In the 1990s, producer Michael Davies attempted to revive Question as The $640,000 Question for ABC, before abandoning that project in favor of developing a US version of the hit British show Who Wants to be a Millionaire. And, responding to the success of Millionaire in 2000, CBS bought the rights to the property in a reported effort to produce The $1,064,000 Question, hosted by Greg Gumbel. Because of format issues similar to those encountered by Davies for ABC, this version never made it to the air.

[edit] Where are they now?

  • Louis Cowan---In addition to Quiz Kids (1949-1951), Cowan also created Down You Go (1951-1956) and the short-lived Ask Me Another. Cowan briefly served as CBS Television Network president before leaving in the wake of the quiz show scandals. He later joined the faculty of the Columbia University school of journalism. He and his wife Polly were killed in an apartment fire in New York City in 1976. Lou Cowan's son Geoffrey Cowan later produced brief revivals of Quiz Kids in the 1970s, 1980s and 1990s and is currently dean of the University of Southern California Annenberg School for Communication.
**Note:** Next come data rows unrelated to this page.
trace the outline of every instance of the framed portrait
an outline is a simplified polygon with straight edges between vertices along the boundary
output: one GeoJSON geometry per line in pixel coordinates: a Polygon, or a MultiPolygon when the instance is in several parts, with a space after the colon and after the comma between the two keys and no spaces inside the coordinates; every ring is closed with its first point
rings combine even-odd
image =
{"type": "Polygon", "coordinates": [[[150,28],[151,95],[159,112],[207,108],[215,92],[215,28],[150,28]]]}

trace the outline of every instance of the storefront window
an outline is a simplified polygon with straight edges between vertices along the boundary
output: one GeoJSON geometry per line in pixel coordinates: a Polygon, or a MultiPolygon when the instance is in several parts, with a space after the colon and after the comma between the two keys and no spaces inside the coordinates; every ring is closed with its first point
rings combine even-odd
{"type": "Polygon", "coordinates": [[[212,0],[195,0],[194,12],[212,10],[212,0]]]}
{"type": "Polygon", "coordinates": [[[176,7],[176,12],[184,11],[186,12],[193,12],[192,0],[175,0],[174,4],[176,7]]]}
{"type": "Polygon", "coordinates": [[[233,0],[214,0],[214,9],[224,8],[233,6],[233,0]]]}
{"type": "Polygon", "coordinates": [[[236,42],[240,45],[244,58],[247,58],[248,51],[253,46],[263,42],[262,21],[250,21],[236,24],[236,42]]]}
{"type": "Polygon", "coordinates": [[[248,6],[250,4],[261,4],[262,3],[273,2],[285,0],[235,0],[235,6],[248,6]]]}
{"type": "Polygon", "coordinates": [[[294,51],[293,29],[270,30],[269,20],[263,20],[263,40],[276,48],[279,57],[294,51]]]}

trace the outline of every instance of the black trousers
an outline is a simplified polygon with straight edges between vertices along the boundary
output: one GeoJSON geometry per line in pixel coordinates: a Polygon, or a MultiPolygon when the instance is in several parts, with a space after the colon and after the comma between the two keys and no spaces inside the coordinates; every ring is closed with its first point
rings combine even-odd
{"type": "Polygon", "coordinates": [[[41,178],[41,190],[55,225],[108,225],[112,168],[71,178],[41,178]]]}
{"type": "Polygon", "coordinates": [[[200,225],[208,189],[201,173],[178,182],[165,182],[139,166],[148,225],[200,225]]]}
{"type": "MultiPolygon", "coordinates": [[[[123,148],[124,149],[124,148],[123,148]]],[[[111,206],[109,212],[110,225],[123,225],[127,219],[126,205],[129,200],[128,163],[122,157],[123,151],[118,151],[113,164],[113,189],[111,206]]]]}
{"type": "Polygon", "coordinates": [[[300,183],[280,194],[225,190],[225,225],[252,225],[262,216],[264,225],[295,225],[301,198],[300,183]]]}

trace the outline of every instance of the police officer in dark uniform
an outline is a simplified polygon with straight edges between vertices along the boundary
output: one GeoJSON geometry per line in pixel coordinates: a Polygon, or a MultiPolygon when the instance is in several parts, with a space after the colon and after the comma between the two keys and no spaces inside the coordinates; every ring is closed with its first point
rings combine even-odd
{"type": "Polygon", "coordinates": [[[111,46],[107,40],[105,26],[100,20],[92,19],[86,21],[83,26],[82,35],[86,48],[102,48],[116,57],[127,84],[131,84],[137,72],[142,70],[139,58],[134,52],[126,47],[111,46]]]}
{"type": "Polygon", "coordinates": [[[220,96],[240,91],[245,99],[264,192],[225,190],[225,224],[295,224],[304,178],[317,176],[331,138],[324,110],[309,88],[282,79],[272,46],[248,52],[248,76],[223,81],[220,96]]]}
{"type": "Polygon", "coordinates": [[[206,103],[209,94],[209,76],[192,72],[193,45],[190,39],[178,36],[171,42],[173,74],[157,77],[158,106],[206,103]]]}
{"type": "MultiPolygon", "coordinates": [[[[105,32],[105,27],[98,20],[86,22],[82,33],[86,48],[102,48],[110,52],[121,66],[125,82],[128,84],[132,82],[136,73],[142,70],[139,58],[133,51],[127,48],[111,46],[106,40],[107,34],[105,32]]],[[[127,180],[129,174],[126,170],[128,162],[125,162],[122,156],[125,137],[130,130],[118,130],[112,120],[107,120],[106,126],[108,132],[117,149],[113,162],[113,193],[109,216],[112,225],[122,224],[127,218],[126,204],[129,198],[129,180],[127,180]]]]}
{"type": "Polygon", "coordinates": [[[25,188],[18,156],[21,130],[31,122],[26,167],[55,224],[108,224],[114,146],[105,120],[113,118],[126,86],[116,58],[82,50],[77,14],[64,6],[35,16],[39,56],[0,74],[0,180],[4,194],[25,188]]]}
  • Hal March---The former comic actor who became an overnight star on The $64,000 Question continued to appear as an actor in television and movies through the 1950s and 1960s. Shortly after he signed on as host of It's Your Bet in 1969, he was diagnosed with lung cancer and died in 1970, four months short of his 50th birthday.
  • Irwin "Sonny" Fox---The first $64,000 Challenge host was also known at the time for co-hosting the CBS children's travelogue Let's Take a Trip ("[T]aking two children on sort of an electronic field trip every week -- live, remote location, no audience, no sponsors," Fox has described the show.) But his fame rests predominantly on his eight-year (1959-67) tour as the suave, congenial and dryly witty fourth host of New York's Sunday morning children's learn-and-laugh marathon, Wonderama. Fox hosted the Way Out Games Saturday-morning series for CBS in the 1976-77 season. He later spent a year (1977) running children's programming for NBC and eventually became a chairman of the board for Population Communications International, a nonprofit dedicated to "technical assistance, research and training consultation to governments, NGOs and foundations on a wide range of social marketing and communications initiatives," for which he is still an honorary chairman. Fox has also been a board chairman for the National Academy of Television Arts and Sciences.
  • Ralph Story---He became the much-loved host of Ralph Story's Los Angeles (1964-70), still considered the highest-rated, best-loved local show in Los Angeles television history. Story has also hosted A.M. Los Angeles and was the narrator for the ABC series Alias Smith and Jones in 1972-73. He died on September 26, 2006 at the age of 86.